EX-IMA prez moves HC to derecognise CPS courses
MUMBAI: Concerned over the lack of infrastructure, equipment, and teaching and nonteaching staff for students, the former president of the Maharashtra branch of the Indian Medical Association (IMA) on Monday approached the Bombay high court (HC) challenging three notifications that allowed the College of Physicians and Surgeons (CPS) to continue 19 medical courses offered by it.
In the PIL filed through advocate Madhav Thorat, Dr Suhas Pingle, also a former member of the Maharashtra Medical Council (MMC), has sought an order restraining CPS from affiliating or permitting any clinics and hospitals to admit students for its post-graduate diploma or fellowship courses.
Dr Suhas Pingle stated that he recently learnt that clinics are affiliated with CPS as their training and teaching hospitals for the conferment of their medical degrees. These clinics and hospitals, he said, lacked essential infrastructure, teaching and non-teaching staff, and equipment and added that no transparency was maintained while admitting the students to various postgraduate courses and in conducting examinations and evaluation of answer sheets.
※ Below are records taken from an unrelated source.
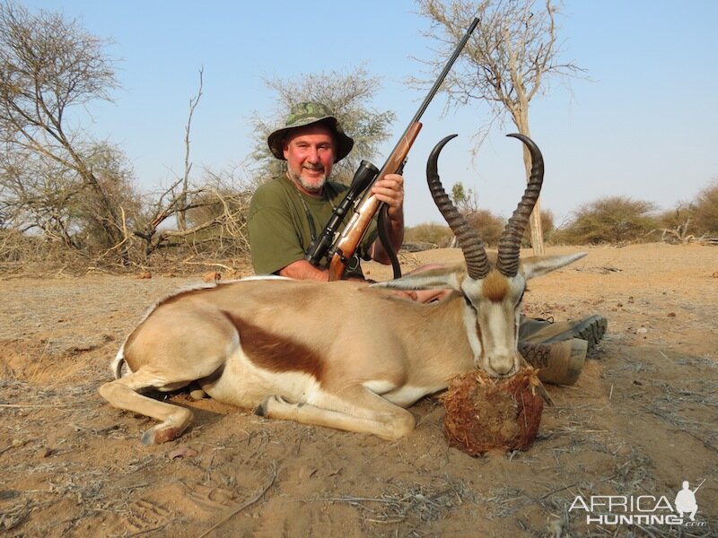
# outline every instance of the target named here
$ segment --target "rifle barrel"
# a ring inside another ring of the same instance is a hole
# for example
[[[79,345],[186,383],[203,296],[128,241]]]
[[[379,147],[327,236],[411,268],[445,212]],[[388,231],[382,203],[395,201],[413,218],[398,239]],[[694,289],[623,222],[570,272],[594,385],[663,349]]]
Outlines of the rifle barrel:
[[[464,47],[466,46],[467,42],[468,41],[468,39],[471,37],[471,34],[473,33],[474,30],[476,30],[477,25],[478,25],[478,17],[476,17],[471,22],[471,24],[468,26],[468,29],[466,30],[464,37],[461,38],[461,40],[459,41],[459,44],[456,46],[456,48],[454,48],[451,56],[446,62],[446,65],[443,66],[443,69],[439,74],[439,77],[433,82],[433,86],[432,86],[432,89],[429,90],[429,92],[426,94],[426,97],[424,98],[424,102],[422,102],[421,106],[419,107],[419,109],[416,110],[416,114],[414,115],[414,117],[411,118],[411,121],[409,122],[407,130],[404,131],[404,134],[402,134],[401,138],[398,139],[399,141],[398,143],[397,143],[397,145],[394,147],[394,150],[391,152],[391,153],[397,151],[398,145],[401,143],[401,141],[404,140],[404,138],[408,134],[411,126],[413,126],[415,123],[419,121],[419,119],[421,119],[421,117],[424,115],[424,113],[426,111],[426,108],[429,107],[429,103],[434,98],[436,92],[439,91],[439,88],[441,88],[442,84],[443,83],[446,75],[449,74],[449,71],[451,70],[451,66],[454,65],[454,62],[456,62],[456,60],[459,58],[459,56],[461,54],[461,51],[464,49]]]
He has challenged the validity of the notifications issued in 2017 and 2018, contending that those notifications allowed 9 PG courses offered by CPS at 5 specific medical colleges, but subsequently, the 5 colleges have stopped admitting CPS students and have started their own MD or MS courses. Therefore, he claimed that the CPS courses have been derecognised even in these 5 colleges and the notifications were required to be struck down. Dr Pingle has challenged the March 15, 2024, notification, which re-recognised 10 CPS courses. He has also objected to the decision to allow CPS to continue the 10 courses. The PIL is next scheduled for April 22.